With young Canberrans literally walking around with 2018 mini film studios in their pockets, the 23rd Canberra Short Film Festival is set to be one of the biggest yet.
The festival, commencing on Sunday, September 9, runs for seven days in locations across Canberra including Dendy Cinemas, Belconnen Community Centre and Smith’s Alternative.
For only the second time in the festival’s history, more than 300 films have been submitted with a significant increase in the number of young filmmakers submitting films.
Festival director John Frohlich said the high number of submissions reflected the popularity of short films both locally and around the world.
“This year we will see films with themes entailing romance, satirical looks at millennials and social media, refugees and LGBTIQ, as well as some dark films addressing loneliness and depression,” Mr Frohlich said.
Local filmmaker and four-time Canberra Short Film Festival entrant Sebastian Chan said finding the right idea for the right moment was essential for delivering a film that resonated with an audience.

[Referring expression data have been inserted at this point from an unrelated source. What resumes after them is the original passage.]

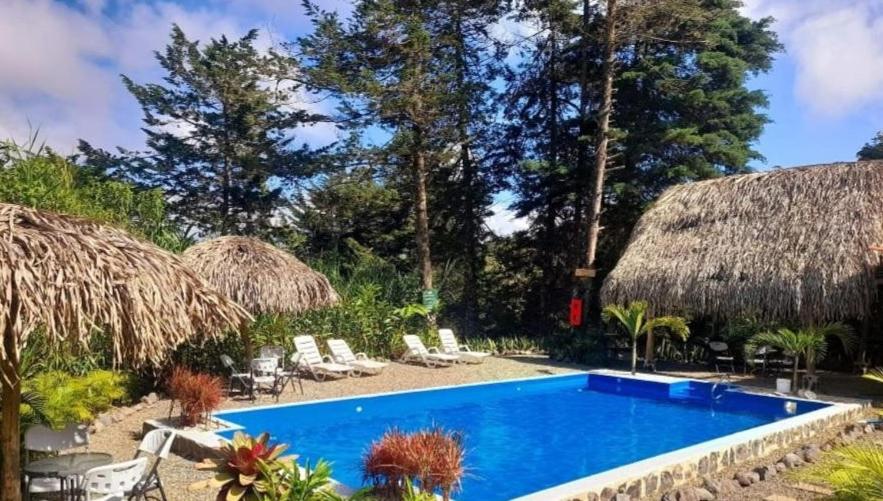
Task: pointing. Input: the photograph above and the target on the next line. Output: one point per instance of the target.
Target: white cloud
(503, 221)
(836, 47)
(61, 63)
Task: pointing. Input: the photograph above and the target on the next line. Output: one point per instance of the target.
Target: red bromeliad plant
(197, 394)
(242, 469)
(432, 459)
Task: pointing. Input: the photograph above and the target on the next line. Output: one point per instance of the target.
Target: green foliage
(77, 399)
(635, 321)
(854, 473)
(43, 180)
(873, 149)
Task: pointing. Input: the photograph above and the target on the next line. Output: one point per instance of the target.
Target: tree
(384, 66)
(636, 322)
(219, 134)
(873, 149)
(809, 343)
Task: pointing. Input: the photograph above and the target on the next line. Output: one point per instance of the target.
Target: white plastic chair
(314, 363)
(343, 354)
(113, 482)
(431, 357)
(452, 347)
(39, 438)
(156, 443)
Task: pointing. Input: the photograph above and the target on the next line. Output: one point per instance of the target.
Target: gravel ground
(178, 473)
(121, 439)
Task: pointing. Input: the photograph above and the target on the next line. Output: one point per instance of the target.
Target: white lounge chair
(314, 363)
(452, 347)
(431, 357)
(344, 355)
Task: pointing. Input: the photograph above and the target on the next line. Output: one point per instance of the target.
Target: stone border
(659, 474)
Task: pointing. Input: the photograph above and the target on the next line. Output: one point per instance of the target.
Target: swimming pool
(526, 435)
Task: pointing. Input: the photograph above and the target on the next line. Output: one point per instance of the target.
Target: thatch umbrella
(783, 245)
(260, 277)
(69, 277)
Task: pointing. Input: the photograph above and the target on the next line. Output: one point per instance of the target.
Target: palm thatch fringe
(259, 276)
(790, 244)
(70, 276)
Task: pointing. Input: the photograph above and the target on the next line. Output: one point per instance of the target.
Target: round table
(65, 467)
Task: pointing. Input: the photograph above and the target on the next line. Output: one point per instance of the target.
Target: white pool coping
(638, 469)
(617, 475)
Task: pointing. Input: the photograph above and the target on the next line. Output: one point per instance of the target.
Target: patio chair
(313, 362)
(344, 355)
(720, 353)
(431, 357)
(114, 482)
(276, 352)
(156, 443)
(264, 374)
(243, 378)
(39, 438)
(452, 347)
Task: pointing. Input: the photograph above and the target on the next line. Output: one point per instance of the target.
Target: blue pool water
(523, 436)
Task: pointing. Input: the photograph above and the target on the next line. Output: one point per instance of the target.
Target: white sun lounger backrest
(449, 341)
(306, 346)
(415, 345)
(341, 351)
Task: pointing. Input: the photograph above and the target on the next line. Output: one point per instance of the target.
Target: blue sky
(61, 60)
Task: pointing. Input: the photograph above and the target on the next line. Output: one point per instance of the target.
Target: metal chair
(721, 354)
(39, 438)
(156, 443)
(114, 482)
(243, 378)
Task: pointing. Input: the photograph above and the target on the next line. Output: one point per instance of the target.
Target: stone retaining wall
(655, 483)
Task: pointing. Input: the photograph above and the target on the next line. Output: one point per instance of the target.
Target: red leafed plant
(197, 394)
(431, 459)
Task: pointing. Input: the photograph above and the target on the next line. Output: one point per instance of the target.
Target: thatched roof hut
(69, 276)
(259, 276)
(790, 244)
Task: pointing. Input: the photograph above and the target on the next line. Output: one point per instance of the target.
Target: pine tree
(219, 135)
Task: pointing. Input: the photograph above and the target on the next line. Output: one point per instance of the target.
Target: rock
(711, 485)
(792, 460)
(766, 472)
(812, 455)
(703, 494)
(744, 478)
(686, 494)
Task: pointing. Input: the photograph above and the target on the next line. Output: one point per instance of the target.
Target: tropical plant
(431, 459)
(197, 394)
(636, 322)
(244, 468)
(854, 473)
(809, 343)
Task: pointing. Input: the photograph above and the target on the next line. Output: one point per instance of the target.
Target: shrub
(77, 399)
(245, 468)
(431, 459)
(197, 394)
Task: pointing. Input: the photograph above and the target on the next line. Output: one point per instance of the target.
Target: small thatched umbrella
(260, 277)
(69, 276)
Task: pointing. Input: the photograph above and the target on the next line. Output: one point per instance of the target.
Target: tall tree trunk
(424, 255)
(607, 70)
(10, 392)
(471, 199)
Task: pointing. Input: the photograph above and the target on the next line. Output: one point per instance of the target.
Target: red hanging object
(576, 312)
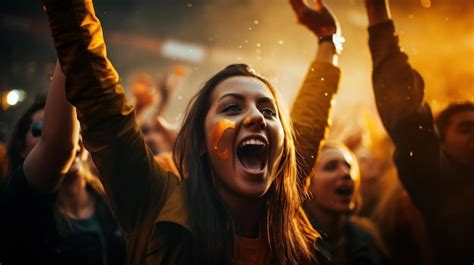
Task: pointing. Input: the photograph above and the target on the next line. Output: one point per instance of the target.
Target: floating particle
(426, 3)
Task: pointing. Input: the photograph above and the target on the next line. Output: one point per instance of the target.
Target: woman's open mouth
(253, 154)
(345, 191)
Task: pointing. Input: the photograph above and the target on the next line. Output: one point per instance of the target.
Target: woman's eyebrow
(266, 100)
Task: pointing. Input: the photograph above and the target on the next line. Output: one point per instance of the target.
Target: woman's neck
(73, 199)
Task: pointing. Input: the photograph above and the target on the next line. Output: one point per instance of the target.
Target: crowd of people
(91, 177)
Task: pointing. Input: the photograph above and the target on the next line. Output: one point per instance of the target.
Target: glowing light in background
(12, 98)
(184, 51)
(15, 96)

“The film I entered this year is called ‘Bus Trip’ which is about a man with a disability on a bus who stands up for what is right and fair,” Mr Chan said.

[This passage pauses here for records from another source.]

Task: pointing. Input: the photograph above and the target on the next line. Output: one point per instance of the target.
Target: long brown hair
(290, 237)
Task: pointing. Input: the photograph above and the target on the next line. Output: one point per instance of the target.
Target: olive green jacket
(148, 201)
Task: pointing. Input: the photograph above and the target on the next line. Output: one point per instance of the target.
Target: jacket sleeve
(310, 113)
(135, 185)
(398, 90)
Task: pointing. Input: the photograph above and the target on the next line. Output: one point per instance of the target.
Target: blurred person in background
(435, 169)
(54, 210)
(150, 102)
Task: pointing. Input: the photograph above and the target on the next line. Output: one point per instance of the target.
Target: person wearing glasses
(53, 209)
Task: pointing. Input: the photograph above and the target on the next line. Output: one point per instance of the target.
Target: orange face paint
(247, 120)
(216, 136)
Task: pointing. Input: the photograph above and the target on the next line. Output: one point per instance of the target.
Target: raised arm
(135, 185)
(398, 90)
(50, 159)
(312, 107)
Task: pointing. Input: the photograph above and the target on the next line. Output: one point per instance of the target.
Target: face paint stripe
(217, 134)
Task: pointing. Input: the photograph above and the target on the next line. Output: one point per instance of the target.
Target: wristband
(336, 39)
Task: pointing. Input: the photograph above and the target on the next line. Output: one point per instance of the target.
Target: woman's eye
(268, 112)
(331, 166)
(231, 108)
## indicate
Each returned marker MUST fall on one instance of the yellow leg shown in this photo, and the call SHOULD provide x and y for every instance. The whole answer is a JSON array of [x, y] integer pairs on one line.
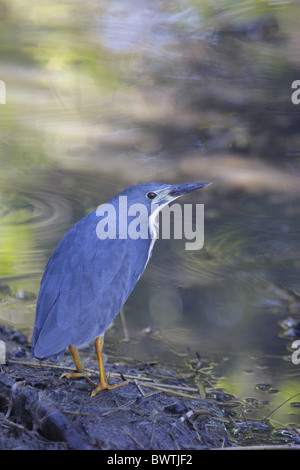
[[79, 367], [103, 384]]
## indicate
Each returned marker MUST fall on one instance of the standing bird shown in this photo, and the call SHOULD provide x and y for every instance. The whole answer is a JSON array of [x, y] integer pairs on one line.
[[93, 270]]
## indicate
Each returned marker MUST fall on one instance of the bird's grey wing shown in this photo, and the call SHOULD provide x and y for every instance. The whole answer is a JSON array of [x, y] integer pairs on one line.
[[75, 276]]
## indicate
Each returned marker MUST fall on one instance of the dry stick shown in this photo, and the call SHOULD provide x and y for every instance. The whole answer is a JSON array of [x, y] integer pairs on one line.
[[158, 386]]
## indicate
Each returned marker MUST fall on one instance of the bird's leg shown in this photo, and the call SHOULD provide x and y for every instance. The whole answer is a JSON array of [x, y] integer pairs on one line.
[[80, 372], [103, 384]]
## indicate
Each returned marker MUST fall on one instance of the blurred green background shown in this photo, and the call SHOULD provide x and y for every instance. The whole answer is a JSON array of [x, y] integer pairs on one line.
[[103, 95]]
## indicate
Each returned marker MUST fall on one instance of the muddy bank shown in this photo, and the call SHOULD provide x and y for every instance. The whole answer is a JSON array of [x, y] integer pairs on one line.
[[40, 411]]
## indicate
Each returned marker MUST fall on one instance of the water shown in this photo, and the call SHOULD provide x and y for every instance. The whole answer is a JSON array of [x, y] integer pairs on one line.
[[102, 96]]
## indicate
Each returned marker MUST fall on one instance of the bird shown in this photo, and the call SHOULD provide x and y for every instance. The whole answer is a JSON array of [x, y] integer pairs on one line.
[[93, 270]]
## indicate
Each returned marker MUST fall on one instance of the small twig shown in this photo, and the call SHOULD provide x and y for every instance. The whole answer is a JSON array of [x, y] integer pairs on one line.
[[135, 382], [131, 437], [281, 404]]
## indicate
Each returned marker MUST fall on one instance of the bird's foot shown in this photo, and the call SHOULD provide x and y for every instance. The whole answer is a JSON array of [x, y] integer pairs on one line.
[[76, 375], [104, 385]]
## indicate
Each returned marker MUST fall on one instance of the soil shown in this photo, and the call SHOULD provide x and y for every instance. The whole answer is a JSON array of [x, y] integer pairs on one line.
[[38, 410]]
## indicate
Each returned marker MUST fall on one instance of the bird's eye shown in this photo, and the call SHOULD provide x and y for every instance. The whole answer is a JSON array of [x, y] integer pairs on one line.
[[151, 195]]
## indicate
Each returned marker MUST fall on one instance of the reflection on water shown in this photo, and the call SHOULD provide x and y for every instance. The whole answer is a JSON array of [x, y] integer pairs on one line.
[[102, 96]]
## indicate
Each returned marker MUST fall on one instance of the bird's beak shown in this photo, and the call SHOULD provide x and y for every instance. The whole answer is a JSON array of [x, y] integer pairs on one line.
[[179, 189]]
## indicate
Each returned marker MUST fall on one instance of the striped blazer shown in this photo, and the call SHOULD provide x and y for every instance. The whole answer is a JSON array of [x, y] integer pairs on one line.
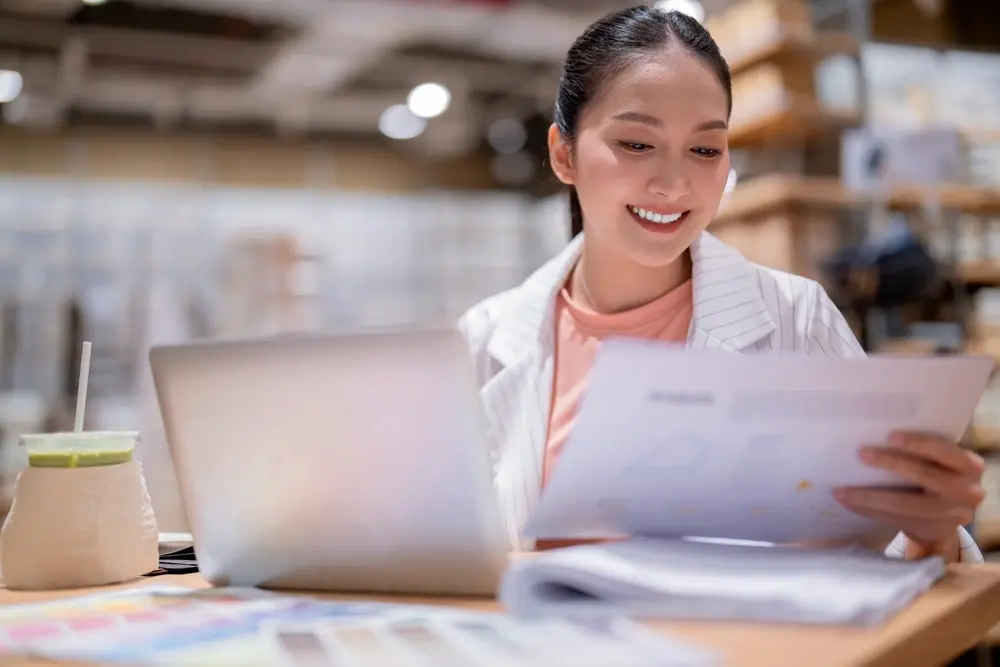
[[739, 307]]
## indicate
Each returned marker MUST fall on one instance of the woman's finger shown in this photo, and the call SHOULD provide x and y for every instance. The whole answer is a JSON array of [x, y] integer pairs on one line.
[[927, 475], [941, 451], [903, 506]]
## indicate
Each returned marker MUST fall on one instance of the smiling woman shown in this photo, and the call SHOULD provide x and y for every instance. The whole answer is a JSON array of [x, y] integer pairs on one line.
[[640, 138]]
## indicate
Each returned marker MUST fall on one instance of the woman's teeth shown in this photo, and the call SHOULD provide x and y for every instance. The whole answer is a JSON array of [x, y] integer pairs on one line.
[[655, 217]]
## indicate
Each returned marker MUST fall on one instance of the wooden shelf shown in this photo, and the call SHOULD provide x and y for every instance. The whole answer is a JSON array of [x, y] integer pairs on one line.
[[802, 119], [765, 193], [790, 45], [983, 440], [984, 273], [966, 198]]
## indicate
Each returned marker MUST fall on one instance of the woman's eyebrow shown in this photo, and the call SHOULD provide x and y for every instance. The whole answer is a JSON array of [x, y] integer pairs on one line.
[[647, 119]]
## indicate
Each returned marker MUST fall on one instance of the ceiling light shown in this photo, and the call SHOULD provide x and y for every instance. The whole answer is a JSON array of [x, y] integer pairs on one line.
[[428, 100], [398, 122], [11, 84], [692, 8]]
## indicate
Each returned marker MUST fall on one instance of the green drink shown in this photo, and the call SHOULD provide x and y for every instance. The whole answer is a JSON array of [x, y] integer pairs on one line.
[[80, 450]]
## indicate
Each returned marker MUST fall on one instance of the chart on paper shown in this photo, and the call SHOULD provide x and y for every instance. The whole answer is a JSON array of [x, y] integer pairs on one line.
[[674, 443]]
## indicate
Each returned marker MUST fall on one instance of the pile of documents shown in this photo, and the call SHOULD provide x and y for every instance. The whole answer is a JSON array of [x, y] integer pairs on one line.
[[677, 579], [689, 457]]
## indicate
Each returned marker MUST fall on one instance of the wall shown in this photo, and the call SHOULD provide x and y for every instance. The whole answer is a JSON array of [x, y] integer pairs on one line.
[[229, 160]]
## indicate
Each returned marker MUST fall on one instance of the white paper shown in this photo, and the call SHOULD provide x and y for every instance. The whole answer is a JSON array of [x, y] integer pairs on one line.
[[670, 442], [675, 579]]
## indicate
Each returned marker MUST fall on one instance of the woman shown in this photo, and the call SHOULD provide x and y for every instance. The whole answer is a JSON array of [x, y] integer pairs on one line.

One in four films submitted is selected for festival screening and, according to Mr Frohlich,“there is a lot of really cool stuff coming from Canberra filmmakers, particularly in the two-minute film and music video categories".
Technology such as the iPhone and drones are allowing for more innovative storytelling. The “Two Minute” film category has been added to this year's festival to capture today’s trends and inspire emerging young filmmakers.

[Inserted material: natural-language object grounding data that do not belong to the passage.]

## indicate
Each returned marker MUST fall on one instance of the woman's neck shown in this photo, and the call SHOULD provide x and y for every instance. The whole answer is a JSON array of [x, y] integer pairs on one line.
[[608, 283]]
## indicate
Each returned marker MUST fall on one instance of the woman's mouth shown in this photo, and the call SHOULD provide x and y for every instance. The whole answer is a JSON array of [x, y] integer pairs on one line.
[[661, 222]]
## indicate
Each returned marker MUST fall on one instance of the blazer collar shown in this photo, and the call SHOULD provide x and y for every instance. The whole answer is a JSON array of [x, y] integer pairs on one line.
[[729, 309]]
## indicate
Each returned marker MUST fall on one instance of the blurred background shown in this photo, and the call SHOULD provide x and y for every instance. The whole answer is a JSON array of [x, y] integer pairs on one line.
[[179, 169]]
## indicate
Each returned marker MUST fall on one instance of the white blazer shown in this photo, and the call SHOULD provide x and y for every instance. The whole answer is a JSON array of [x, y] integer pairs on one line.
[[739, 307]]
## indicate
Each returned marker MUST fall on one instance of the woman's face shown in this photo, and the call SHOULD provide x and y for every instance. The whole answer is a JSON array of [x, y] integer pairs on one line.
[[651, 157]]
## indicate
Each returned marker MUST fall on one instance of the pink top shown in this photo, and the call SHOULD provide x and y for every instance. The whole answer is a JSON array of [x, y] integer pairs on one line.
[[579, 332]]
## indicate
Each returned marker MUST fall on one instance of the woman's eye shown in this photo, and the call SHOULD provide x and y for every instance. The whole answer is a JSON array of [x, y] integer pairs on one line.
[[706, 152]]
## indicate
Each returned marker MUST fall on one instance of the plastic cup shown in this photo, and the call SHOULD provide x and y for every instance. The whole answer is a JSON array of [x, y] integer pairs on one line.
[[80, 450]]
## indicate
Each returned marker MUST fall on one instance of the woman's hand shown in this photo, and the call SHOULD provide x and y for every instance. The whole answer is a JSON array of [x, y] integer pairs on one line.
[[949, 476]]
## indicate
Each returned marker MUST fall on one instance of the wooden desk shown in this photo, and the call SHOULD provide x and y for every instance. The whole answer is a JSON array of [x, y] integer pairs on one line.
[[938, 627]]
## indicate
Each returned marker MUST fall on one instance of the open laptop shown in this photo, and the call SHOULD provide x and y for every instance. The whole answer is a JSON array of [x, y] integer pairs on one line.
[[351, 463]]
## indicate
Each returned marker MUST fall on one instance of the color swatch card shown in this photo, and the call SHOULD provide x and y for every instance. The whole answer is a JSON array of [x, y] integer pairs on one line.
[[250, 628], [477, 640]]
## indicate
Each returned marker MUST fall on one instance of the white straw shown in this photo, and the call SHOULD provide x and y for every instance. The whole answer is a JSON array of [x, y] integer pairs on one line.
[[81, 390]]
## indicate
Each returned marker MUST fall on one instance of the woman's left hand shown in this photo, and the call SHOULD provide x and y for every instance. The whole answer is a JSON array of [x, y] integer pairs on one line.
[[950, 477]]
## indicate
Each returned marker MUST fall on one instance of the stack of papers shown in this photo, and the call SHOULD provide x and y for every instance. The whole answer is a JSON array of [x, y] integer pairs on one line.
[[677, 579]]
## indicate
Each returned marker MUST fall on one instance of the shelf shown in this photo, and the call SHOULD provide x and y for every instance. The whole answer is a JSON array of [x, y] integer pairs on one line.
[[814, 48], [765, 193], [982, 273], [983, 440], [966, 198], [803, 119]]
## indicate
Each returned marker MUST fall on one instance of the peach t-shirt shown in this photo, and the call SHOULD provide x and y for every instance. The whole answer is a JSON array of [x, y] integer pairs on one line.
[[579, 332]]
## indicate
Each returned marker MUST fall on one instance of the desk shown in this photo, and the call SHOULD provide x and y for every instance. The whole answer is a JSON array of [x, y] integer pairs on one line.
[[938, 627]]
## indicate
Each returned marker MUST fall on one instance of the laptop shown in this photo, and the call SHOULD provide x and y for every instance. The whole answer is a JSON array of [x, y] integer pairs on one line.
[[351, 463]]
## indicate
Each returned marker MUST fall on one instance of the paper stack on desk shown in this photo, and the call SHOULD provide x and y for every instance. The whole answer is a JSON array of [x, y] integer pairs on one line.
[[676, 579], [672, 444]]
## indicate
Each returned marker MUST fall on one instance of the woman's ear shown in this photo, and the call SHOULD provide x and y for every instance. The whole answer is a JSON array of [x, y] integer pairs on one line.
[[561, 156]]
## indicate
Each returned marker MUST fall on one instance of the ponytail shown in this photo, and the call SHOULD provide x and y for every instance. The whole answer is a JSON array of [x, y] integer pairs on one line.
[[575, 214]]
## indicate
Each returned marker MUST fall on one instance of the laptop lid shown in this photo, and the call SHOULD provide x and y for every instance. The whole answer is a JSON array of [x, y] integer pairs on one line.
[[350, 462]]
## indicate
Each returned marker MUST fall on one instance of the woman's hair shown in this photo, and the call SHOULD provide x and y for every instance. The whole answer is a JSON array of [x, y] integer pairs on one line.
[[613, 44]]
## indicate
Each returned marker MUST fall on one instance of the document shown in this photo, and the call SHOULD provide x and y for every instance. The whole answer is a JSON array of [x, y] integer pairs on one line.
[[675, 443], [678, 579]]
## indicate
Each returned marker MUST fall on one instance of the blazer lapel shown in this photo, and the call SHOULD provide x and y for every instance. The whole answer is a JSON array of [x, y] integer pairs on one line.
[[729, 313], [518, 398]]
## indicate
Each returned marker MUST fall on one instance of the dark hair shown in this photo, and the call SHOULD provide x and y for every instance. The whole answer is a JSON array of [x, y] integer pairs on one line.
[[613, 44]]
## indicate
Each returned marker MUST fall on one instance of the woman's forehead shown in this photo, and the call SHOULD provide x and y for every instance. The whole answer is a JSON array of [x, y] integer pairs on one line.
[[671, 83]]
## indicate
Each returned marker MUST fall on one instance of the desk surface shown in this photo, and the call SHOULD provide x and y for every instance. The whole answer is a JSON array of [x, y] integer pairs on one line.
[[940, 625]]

“The technology is fantastic. Five years ago you wouldn’t have been able to afford the type of poetic and dramatic shots drones can produce and the accessibility iPhones provide,” Mr Frohlich said.
Mr Chan agreed. “The technology filmmakers have access to today is amazing. Anybody can make something that looks great and filmmakers are a lot less limited in how they can produce a great film."
The Canberra Short Film Festival has kickstarted more than a few careers, Mr Frohlich said. "Many of the people who have gone on to have successful careers in the film industry have come through this festival.”
This year's festival encompasses nine categories, with prizes for best film in each. The prizes range from cash to studio access and mentorships.